What is the best way to classify data?

I have data that originates from three sources and thus saved in a separate index each.

  • metricbeat
  • manual data: manually ingested data
  • app data: data ingested by an app

The documents in each index have different fields and mappings but have one field in common. Let's say the common field is the 'name'. That field is unique

Now i want to analyse and see all the names that exist. I also want to see in which index they exist.

My approach was to use reindex first to gather a snapshot of metricbeat. In a pipeline processor i set the _id = name

In the next step i use reindex on the manual data as source and the metricbeat snapshot as target. Here i also use the processor 'set' _id = name but this time a add another field 'exists_in_manual_data' : 'yes'.

The idea is to 'enrich' the metricbeat snapshot.
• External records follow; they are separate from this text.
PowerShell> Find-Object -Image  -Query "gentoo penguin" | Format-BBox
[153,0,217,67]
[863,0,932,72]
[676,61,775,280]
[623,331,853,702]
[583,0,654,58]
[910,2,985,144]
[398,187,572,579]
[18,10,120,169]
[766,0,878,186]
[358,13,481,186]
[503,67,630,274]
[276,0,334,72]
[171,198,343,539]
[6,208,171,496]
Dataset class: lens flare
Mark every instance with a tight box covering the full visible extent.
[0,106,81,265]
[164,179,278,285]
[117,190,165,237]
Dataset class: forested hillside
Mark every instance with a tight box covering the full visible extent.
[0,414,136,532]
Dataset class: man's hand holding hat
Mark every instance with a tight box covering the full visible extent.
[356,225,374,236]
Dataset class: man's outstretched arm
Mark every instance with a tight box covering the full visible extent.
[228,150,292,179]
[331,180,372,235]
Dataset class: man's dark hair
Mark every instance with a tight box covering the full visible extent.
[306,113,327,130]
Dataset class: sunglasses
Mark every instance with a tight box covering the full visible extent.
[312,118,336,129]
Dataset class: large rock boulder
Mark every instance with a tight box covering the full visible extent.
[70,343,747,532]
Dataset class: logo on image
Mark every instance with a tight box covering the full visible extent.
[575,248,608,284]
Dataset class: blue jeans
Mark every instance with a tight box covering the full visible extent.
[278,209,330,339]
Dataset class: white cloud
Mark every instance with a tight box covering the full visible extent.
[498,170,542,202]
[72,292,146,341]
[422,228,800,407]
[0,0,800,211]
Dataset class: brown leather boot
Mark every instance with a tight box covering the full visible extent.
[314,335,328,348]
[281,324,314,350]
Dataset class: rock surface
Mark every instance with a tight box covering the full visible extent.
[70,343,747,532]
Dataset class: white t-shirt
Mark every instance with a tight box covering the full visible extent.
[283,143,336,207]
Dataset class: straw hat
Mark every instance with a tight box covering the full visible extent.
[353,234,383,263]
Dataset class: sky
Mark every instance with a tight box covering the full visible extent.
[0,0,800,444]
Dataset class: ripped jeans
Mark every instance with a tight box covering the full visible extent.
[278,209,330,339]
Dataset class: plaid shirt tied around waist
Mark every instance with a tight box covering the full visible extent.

The problem is, that reindex overwrites the existing document that has the same id instead of just adding new fields.

I want the enriched documents in the snapshot index to look like this:

'{ "name" : "Ben", "exist_in_manual_data" : "yes", "exists_in_app_data" : "yes"}'

or like this:

'{ "name" : "Ben", "type" : ["snapshot", "manual", "app"] }'

Is there an 'Elasticsearch' way to accomplish this?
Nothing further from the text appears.